The end. That was it. No one bothered to ask me if suddenly having three fucking brain tumors had caused any, oh, I don’t know, STRESS? It’s kind of unbelievable when you think about it. What is it that really matters, here? If you successfully zapped the tumors in my head but I feel like throwing myself from a fifty-story building worrying about them coming back, what have you really accomplished? Unless you spent every day with me, you would probably never have known that for the last few months I had been coming apart at the seams. When the cancer spreads from your liver and chest to the brain and bones, its bases loaded. Luckily, a good friend who is so intuitive and special I wish I could clone her, sat me down and suggested I speak to a psychiatrist so I could get some help. She recognized that any semblance of joy had left my eyes and I couldn’t pull off the Look at Me I’m Coping dance anymore. I told her I didn’t feel I needed to talk to anyone but she politely and directly let me know that at the very least, I probably needed an anti-depressant. Something that might help me recover what I had lost. I had never taken a maintenance drug for mental health before. In the past when I complained of stress or anxiousness about surgeries or tests, someone would write me a prescription for Ativan or Xanax with the instruction to “take five milligrams as needed.” For a time this worked.
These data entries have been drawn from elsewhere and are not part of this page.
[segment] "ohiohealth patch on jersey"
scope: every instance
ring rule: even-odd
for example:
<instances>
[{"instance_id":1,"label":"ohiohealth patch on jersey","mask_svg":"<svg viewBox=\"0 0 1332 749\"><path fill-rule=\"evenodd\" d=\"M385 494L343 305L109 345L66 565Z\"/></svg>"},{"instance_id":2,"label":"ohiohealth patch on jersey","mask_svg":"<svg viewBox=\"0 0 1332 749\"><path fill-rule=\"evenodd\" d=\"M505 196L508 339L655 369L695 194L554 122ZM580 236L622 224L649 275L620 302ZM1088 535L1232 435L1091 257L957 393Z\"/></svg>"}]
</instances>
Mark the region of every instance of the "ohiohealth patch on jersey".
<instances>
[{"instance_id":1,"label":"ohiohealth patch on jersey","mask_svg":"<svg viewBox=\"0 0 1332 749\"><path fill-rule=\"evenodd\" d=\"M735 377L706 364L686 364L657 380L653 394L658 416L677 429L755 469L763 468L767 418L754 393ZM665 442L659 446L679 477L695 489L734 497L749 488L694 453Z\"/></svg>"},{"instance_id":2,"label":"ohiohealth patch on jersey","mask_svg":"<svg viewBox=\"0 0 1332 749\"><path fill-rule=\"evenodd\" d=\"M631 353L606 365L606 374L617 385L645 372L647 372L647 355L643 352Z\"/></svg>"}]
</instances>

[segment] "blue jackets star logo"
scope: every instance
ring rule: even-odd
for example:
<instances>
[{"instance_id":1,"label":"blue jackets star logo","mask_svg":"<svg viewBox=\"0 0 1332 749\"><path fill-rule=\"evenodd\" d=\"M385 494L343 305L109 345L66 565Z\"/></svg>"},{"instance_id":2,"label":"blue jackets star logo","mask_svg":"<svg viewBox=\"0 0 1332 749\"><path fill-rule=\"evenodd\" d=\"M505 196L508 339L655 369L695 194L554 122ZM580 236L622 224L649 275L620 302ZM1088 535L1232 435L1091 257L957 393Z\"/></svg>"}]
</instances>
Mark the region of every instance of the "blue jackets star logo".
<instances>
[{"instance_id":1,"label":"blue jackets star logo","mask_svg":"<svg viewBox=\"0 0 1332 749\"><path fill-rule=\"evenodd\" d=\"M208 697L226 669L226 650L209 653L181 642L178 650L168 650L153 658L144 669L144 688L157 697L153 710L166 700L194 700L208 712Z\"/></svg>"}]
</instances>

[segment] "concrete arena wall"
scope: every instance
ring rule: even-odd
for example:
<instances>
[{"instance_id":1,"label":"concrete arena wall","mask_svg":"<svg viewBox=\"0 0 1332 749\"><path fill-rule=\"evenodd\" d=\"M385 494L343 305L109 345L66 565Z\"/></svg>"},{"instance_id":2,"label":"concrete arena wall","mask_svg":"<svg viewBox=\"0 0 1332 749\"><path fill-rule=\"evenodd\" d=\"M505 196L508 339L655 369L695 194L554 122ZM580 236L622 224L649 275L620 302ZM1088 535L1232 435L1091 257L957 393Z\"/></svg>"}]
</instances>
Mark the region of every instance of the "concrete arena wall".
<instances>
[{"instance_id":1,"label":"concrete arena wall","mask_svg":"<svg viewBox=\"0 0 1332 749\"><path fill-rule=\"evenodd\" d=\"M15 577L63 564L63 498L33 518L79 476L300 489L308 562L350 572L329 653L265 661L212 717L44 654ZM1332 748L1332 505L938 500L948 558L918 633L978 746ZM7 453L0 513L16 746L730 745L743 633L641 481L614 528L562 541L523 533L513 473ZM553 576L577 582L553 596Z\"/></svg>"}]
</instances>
But metastatic cancer is a round-the-clock shit show with no commercial breaks, so this option ceased being effective right around the time I found myself wanting to crush them up and bake them into pies.
Mental health matters in cancer treatment. There were days when I would look at the list of drugs I take and think, “What’s really the point?” Or when friends and family would go out of their way to share time with me and instead of enjoying their company, I would become silently consumed with anger and resentment because all I could think about was how their lives will simply go without me after I’m gone. Or when getting out of bed in the morning became my worst nightmare because it meant having to face another day of the Coping Dance, when I used to have a job, a future, all my lady-parts, hair, mental acuity, and self-esteem. It matters because it’s the difference between having a life and just waiting for it to end.
I met with a psychiatrist and started on an anti-depressant medication about six weeks ago. It has changed my outlook, calmed my spirit, and allowed me to view my life through a lens that is no longer entirely grayed out by grief. I can participate, feel joy, and hold up under the scrutiny of loved ones who know the real me. It’s not perfect. I still have bad days. But now I can laugh out loud and no longer feel like I’m phoning it in. I am re-connecting with the world around me experiencing a full range of very human emotions. Why it took me so long to figure this out, I don’t know. But I sure wish one of my zillion health care providers would have taken the lead to help me get here sooner. It’s really good to be back.
And for however long it lasts, to feel like writing again.